Il complesso archeologico sul quale sorge la basilica medievale di San Clemente, collocato nella vallata racchiusa tra i colli Celio e Oppio e a poca distanza dal Colosseo, fu riportato alla luce durante i lavori di scavo iniziati nel 1857 dai Padri Domenicani Irlandesi, ancora oggi rettori della basilica. In tale occasione si scoprì, al di sotto della basilica medievale del XII secolo, quella paleocristiana, in uso dal IV secolo fino al 1099, che si impostò su edifici di età classica.
Allo stato attuale partendo dal livello più basso di questa complessa stratificazione, si individuano strutture murarie pertinenti a due edifici imperiali di diversa funzione.
La prima costruzione è costituita da un recinto rettangolare in opus quadratum a grandi blocchi di peperino, ascrivibile probabilmente all'età di Domiziano (81-96 d.C.), suddiviso in scomparti interni realizzati in opus mixtum (fasce di laterizio alternate a opera reticolata). Gli ambienti avevano in origine anche dei soppalchi lignei, raggiungibili tramite scale interne. La funzione di questo vasto complesso è incerta: fu probabilmente un grande magazzino destinato al deposito delle armi dei gladiatori che combattevano nel vicino Colosseo (Armamentarium secondo le fonti) oppure la Zecca (Moneta) che sappiamo essere stata trasferita dall'imperatore Domiziano dal Campidoglio alle pendici del Celio.

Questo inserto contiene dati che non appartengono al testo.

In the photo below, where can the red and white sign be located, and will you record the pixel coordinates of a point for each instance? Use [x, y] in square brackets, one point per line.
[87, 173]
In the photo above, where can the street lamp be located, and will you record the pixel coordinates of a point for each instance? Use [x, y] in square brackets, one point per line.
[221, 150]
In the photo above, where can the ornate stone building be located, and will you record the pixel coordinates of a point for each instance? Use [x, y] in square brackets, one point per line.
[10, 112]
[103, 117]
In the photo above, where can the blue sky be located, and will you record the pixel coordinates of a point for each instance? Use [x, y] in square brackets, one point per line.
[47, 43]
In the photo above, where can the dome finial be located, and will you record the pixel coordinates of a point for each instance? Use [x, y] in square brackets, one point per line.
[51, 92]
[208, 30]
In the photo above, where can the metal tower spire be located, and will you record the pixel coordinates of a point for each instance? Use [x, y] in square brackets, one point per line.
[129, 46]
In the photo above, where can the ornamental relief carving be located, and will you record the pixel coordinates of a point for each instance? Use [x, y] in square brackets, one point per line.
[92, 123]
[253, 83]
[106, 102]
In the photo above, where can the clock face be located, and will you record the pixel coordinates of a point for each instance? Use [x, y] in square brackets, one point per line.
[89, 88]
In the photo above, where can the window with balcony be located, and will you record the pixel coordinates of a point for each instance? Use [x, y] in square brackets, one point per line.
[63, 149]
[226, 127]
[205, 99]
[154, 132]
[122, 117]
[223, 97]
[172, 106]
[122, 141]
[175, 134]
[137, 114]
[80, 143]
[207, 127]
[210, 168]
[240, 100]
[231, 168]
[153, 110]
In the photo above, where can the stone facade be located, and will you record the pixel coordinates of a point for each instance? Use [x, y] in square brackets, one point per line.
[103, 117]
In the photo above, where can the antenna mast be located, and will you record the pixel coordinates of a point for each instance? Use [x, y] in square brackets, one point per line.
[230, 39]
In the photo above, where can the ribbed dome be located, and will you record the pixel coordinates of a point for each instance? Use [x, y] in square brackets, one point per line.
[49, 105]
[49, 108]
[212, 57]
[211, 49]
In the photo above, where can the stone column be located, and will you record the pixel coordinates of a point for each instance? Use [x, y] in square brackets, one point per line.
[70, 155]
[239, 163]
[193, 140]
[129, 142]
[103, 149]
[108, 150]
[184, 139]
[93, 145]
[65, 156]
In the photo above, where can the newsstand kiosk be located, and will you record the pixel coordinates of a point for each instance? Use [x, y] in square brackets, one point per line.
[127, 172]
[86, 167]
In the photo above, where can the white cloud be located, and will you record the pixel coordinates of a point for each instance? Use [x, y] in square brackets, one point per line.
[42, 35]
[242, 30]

Subito ad ovest di questo complesso, separata da un vicolo largo solo 80 centimetri, si sviluppa una costruzione in laterizio ad uso abitativo, un'insula o più verosimilmente una domus, costruita tra la fine del I secolo e l'inizio del II secolo d.C. su precedenti strutture della prima età imperiale distrutte dall'incendio del 64 d.C. Nell'atrio di questo edificio nella seconda metà del II secolo d.C. fu allestito un santuario Mitraico (Speleum o Spelunca) preceduto da un vestibolo, che probabilmente ospitava gli iniziati al culto di Mithra che frequentavano la vicina Scuola Mitraica, situata in un altro ambiente dello stesso caseggiato. Il Mitreo restò in funzione fino al 384, ovvero fino all'epoca della consacrazione della basilica, che al momento della edificazione andò a coprire l'intero edificio a blocchi di peperino ed estese porzioni dell'edificio in laterizio, obliterando anche l'aula mitraica.

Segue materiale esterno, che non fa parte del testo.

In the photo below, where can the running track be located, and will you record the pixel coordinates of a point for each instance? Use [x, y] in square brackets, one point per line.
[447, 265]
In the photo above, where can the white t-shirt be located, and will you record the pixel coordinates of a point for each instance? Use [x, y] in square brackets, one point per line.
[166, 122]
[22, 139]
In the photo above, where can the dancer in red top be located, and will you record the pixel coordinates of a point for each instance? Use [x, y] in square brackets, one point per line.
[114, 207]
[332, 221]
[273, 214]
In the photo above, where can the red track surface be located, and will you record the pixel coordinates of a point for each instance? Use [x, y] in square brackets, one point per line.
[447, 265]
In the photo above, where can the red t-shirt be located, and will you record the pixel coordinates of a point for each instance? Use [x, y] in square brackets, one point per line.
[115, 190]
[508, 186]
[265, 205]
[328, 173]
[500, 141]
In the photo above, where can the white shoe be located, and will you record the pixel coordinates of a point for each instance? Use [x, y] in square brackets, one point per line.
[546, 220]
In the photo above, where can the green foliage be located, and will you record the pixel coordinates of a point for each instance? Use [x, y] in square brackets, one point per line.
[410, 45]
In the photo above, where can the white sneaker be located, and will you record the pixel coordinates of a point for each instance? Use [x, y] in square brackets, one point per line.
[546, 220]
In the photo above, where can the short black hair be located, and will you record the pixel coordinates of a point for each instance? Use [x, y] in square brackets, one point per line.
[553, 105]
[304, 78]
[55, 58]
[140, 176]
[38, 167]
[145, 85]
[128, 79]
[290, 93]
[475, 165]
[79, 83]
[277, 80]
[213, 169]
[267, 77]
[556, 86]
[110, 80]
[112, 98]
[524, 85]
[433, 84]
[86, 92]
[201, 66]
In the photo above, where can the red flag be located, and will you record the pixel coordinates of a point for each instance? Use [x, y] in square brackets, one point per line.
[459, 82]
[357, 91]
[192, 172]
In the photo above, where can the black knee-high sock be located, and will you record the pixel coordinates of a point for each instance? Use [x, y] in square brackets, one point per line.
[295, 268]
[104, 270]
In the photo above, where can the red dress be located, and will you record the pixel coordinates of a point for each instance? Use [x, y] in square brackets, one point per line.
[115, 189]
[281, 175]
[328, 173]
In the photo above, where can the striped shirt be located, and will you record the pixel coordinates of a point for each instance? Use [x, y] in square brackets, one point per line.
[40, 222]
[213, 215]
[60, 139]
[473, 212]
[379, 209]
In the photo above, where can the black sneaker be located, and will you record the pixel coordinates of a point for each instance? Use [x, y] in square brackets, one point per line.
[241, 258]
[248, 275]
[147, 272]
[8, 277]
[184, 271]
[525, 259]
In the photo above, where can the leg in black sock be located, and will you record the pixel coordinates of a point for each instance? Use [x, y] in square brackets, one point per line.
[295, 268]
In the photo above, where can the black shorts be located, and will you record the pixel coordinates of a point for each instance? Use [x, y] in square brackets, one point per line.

La nuova basilica sfruttò per i muri perimetrali quelli già esistenti di una vasta aula per la sinassi cristiana realizzata in età severiana al primo piano della costruzione in opera quadrata, già colmata al piano terra di pietrame e detriti agli inizi del III secolo per prevenire problemi di allagamenti e umidità. L'abside della chiesa fu ricavata sfondando al centro la parete orientale della casa del Mitreo.
La basilica di san Clemente fu consacrata da Papa Siricio nel 384, in occasione della promulgazione dell'Editto di Tessalonica che riconosceva la religione Cristiana come l'unica ammessa entro i confini dell'Impero. La prima menzione ufficiale è in una epistola di papa Zosimo databile al 417, in cui egli ricorda una "Sancti Clementi basilica" come sede di una assemblea. Si trattava di una chiesa a tre navate, divise da due file di colonne, con abside semicircolare, pentafora d'ingresso, quadriportico adiacente al nartece. Gli scavi più recenti condotti da F.Guidobaldi hanno permesso di ricostruire un Titulus completo anche di Secretarium, Consignatorium (l'ambiente in cui veniva amministrato il sacramento della Cresima) e di battistero a vasca ovale per immersione.

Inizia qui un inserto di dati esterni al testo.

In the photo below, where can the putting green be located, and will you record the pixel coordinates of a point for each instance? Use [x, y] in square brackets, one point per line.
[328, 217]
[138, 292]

Papa Giovanni II (533-535) dotò la basilica di una schola cantorum marmorea, smantellata al momento dell'abbandono della basilica nel 1099 e ricollocata nella basilica superiore, dove ancora oggi è possibile osservare il monogramma del pontefice scolpito sulle balaustre.
Nell'Alto Medioevo, dopo aver asportato le pitture a finto marmo ancora risalenti al tardo impero, la chiesa fu decorata con nuovi affreschi: tra questi, la più antica decorazione risalente all'VIII secolo si trova all'interno di una nicchia della navata destra e mostra una Vergine in trono con Bambino e Sante, probabile trasformazione di un affresco ancora più antico (epoca di Giovanni II?) ritraente inizialmente Teodora, la moglie dell'imperatore Giustiniano. Risalente all'868-869 è l'affresco a destra dell'altare con la raffigurazione della Anastasi, ovvero la discesa di Cristo al Limbo per liberare le anime dei giusti morti prima della venuta del Redentore, che ornava la tomba di San Cirillo, morto a Roma nell'869 e sepolto proprio in San Clemente.
Verso la fine dell'XI secolo, in seguito ai danni provocati dall'incendio che devastò la basilica durante l'invasione della città da parte dei Normanni di Roberto il Guiscardo (1084), l'edificio fu rinforzato chiudendo gli intercolumni delle colonne pericolanti lungo il nartece e la navata centrale, con contrafforti in laterizio. Sulle nuove superfici furono realizzate celeberrime pitture con scene tratte dal Liber Pontificalis e leggende medievali dei Santi Clemente ed Alessio. Nel 1099 si decise l'abbandono della antica basilica a causa dei numerosi problemi strutturali, e la demolizione della stessa all'altezza dei capitelli delle colonne. Sulla colmata di detriti così ottenuta fu ricostruita la nuova basilica, ad una altezza di 5 metri rispetto al livello pavimentale antico, riutilizzando in gran parte i vecchi muri perimetrali come fondazione. La basilica del XII secolo ricevette un analogo impianto a tre navate, un atrio, un protiro tuttora molto ben conservato e fu impreziosita con uno splendido mosaico nel catino absidale, con ogni probabilità copia fedele dell'antica decorazione musiva dell'abside paleocristiana.